Blind Source Separation#
In some cases it is possible to obtain more physically interpretable set of components using a process called Blind Source Separation (BSS). This largely depends on the particular application. For more information about blind source separation please see [Hyvarinen2000], and for an example application to EELS analysis, see [Pena2010].
Warning
The BSS algorithms operate on the result of a previous
decomposition analysis. It is therefore necessary to perform a
decomposition first before calling
blind_source_separation()
, otherwise it
will raise an error.
You must provide an integer number_of_components
argument,
or a list of components as the comp_list
argument.
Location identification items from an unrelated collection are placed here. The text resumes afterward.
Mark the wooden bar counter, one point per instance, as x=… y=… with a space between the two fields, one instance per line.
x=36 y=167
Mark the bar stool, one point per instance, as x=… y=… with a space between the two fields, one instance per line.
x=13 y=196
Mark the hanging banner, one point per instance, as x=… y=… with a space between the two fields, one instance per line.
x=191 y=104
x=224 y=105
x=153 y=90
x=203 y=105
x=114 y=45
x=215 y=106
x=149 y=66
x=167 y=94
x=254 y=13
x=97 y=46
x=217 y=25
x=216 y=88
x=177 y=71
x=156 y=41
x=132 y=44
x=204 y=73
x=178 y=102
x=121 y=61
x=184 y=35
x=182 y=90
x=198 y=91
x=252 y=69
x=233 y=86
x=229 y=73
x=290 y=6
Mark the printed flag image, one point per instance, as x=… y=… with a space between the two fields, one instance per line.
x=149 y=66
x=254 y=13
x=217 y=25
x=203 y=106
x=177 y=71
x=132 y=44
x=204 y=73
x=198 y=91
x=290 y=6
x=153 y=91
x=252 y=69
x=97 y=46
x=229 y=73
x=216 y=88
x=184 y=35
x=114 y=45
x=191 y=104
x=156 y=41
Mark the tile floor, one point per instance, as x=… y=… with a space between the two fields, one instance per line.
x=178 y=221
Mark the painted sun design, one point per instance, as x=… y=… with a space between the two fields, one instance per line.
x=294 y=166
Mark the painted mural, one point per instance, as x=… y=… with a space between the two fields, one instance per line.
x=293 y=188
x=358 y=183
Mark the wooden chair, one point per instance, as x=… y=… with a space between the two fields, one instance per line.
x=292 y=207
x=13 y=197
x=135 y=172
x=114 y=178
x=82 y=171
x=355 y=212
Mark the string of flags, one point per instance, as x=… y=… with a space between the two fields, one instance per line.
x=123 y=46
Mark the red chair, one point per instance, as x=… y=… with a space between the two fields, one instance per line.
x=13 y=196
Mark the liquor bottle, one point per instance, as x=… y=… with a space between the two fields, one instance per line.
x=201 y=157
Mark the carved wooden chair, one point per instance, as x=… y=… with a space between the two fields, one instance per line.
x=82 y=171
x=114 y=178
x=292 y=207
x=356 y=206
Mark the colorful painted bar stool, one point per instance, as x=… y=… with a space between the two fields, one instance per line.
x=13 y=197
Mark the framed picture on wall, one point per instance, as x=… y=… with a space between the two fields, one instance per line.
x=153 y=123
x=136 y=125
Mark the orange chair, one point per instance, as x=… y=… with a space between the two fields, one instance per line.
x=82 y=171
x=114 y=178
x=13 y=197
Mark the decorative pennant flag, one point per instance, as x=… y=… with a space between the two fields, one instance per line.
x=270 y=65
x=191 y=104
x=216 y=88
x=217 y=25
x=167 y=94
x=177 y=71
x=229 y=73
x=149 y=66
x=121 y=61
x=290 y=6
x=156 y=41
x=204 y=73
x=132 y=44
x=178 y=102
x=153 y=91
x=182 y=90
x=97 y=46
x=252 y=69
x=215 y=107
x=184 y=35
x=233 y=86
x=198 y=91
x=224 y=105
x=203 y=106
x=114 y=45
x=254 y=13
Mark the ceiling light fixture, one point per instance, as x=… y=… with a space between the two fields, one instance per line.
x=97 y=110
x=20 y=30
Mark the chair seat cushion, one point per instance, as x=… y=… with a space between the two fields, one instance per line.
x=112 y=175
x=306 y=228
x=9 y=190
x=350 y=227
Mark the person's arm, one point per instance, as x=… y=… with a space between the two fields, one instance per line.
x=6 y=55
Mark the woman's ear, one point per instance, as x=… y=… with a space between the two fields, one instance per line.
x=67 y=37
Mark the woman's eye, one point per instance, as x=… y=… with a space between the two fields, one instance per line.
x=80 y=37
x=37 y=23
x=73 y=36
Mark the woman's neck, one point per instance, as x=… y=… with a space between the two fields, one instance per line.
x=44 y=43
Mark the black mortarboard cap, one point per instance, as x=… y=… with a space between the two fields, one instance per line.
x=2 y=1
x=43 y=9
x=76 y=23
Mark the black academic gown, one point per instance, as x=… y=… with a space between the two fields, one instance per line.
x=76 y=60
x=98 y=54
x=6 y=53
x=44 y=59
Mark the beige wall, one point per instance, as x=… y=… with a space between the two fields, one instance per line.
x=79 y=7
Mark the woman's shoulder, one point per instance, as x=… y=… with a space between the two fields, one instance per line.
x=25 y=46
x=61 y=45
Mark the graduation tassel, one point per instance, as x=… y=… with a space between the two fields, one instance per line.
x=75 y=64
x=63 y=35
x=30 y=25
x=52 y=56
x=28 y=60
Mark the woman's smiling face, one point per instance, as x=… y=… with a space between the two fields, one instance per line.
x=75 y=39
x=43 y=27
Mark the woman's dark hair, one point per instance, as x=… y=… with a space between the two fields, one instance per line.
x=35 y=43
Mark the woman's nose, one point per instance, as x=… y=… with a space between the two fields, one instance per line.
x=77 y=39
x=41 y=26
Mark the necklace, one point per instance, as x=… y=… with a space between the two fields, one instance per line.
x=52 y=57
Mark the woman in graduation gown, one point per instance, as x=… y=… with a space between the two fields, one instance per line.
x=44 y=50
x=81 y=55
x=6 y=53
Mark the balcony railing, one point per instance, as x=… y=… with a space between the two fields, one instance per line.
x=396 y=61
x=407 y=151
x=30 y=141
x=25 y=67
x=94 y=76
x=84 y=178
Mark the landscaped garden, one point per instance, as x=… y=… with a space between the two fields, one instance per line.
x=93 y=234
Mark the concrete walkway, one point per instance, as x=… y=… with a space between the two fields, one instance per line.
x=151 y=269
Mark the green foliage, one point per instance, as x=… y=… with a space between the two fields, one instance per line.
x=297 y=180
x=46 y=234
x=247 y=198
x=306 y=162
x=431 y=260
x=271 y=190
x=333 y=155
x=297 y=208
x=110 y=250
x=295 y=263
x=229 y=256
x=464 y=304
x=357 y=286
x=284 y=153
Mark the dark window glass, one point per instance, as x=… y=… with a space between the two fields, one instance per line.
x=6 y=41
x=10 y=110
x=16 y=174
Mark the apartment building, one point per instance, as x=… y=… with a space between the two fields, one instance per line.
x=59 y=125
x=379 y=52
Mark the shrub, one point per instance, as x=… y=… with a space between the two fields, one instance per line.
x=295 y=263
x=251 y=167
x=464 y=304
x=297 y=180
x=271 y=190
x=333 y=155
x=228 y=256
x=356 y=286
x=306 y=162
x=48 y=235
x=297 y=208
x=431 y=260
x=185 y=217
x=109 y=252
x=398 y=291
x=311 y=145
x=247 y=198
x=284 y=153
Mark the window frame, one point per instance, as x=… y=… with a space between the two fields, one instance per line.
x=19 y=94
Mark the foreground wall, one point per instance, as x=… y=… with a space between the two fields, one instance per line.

This performs
BSS on the chosen number/list of components from the previous
decomposition.
To perform blind source separation on the result of a previous decomposition,
run the blind_source_separation()
method, for example:
>>> s = hs.signals.Signal1D(np.random.randn(10, 10, 200))
>>> s.decomposition(output_dimension=3)
Decomposition info:
normalize_poissonian_noise=False
algorithm=SVD
output_dimension=3
centre=None
>>> s.blind_source_separation(number_of_components=3)
Blind source separation info:
number_of_components=3
algorithm=sklearn_fastica
diff_order=1
reverse_component_criterion=factors
whiten_method=PCA
scikit-learn estimator:
FastICA(tol=1e-10, whiten=False)
# Perform only on the first and third components
>>> s.blind_source_separation(comp_list=[0, 2])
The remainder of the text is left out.